Alternativas para driblar os efeitos do avanço das variantes da Covid-19 no Brasil
Enviada em 02/09/2021
É de conhecimento médico que todo vírus sofre mutações ao longo de sua vida, mutações estas as quais podem gerar maior risco à saúde pública se não identificadas e tratadas a tempo. Com o vírus do Sars-CoV-2 não se é diferente, as principais variantes deste: Alfa (encontrado primeiro do Reino Unido), Beta (África do Sul), Gama (Brasil) e Delta (Índia), consideradas preocupantes pela OMS (Organização Mundial da Saúde) demonstra este risco iminente advindo de alterações genéticas.
Por conta da diminuição de casos e mortes por Covid-19 as cidades começaram a normalizar suas atividades comerciais e de lazer, o que agrava, sem quaisquer dúvidas, a transmissão do vírus, o que consequência agrava também as variantes. Deixando entendível que quanto maior a circulação maiores as chances de modificações genéticas que podem possibilitar uma maior resitência a vacinas e medicamentos.
Mesmo que boas as taxas de vacinação em determinados países, a abertura para à turistas é de extremo risco à saúde, deixando muitos lugares sujeitos a circunstâncias críticas como a Ásia e Oceânia. ‘‘Adendo ao Japão que com a onda de turistas por conta das Olimpíadas 2020 vive uma crise sanitária, batendo o recorde diário de 4,166 novos infectados em Tóquio" divulga a OMS no jornal O Tempo.

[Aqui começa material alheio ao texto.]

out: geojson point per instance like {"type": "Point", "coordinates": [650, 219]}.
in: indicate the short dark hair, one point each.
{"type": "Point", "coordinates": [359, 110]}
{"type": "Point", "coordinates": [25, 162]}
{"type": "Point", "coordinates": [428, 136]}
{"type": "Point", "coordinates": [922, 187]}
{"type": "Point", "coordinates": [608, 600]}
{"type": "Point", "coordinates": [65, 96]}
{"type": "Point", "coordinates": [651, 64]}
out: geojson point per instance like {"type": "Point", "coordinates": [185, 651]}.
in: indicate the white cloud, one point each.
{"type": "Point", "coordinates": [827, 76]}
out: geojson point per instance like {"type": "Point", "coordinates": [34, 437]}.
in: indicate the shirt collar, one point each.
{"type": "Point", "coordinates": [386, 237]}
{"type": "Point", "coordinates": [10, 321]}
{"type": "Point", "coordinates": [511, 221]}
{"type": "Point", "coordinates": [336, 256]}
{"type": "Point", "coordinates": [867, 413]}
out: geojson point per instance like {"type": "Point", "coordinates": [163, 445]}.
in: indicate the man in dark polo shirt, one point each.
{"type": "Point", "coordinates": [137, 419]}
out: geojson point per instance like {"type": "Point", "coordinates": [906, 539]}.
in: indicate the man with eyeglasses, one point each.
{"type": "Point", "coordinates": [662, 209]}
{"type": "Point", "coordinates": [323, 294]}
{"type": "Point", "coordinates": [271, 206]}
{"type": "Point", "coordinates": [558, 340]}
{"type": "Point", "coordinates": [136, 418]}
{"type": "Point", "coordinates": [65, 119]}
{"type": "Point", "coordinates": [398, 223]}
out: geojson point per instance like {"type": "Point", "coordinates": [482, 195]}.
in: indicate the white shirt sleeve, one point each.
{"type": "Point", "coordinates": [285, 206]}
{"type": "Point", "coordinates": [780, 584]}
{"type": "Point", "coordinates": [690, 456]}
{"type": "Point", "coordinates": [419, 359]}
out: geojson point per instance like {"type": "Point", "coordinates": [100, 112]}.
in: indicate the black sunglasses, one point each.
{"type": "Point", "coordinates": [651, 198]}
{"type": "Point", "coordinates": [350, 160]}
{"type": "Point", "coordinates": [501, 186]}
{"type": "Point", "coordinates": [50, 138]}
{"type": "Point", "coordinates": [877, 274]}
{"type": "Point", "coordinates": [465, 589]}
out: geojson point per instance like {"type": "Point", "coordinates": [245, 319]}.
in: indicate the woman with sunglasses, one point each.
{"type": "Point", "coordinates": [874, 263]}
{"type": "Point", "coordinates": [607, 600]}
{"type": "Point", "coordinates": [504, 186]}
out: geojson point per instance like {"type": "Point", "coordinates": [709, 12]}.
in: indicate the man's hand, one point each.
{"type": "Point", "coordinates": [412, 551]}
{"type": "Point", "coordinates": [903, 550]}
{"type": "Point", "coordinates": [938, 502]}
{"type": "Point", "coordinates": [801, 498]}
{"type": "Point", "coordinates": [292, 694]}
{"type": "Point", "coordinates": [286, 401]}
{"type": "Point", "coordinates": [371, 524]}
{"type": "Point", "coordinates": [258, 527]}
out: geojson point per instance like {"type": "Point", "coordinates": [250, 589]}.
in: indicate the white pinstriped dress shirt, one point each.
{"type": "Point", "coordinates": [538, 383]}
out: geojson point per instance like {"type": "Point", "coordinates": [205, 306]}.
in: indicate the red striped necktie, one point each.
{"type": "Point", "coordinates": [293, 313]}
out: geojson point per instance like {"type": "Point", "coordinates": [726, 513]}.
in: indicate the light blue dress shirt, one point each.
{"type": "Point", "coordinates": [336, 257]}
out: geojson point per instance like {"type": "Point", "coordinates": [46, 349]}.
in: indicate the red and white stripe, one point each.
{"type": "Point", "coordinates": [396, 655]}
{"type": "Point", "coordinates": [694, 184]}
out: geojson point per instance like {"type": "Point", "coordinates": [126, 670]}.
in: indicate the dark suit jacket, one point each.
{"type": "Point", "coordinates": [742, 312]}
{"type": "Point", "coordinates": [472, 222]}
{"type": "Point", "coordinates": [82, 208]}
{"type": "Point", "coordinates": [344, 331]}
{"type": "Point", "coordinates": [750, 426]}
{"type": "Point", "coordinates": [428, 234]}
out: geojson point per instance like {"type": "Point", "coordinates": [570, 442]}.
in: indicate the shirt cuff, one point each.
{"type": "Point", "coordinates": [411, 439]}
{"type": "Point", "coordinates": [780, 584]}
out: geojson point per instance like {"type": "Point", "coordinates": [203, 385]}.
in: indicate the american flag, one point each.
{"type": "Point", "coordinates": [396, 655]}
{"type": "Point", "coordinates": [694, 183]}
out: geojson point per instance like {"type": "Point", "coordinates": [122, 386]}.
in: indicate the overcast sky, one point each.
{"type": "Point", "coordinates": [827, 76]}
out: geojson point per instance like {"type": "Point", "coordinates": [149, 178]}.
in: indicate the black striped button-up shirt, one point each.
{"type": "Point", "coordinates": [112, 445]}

Perante os fatos apresentados, faz-se necessário que o governo, orgão de gestão e controle da renda pública, investa em pesquisas e equipamentos para que se tenha o maior acompanhamento das variantes de forma semanal e mensal por parte de institútos de pesquisa, para que assim não se tenha um descontrole em massa por parte do vírus. Juntamenrte com o investimento da parte da Secretaria Municipal da Saúde de cada estado à companhas de concientização acerca da vacinação e imunização da população, ao mesmo tempo que promove companhas de incentivo a ficar em casa, para que assim a circulação e transmissão do vírus e suas variantes seja minimizada.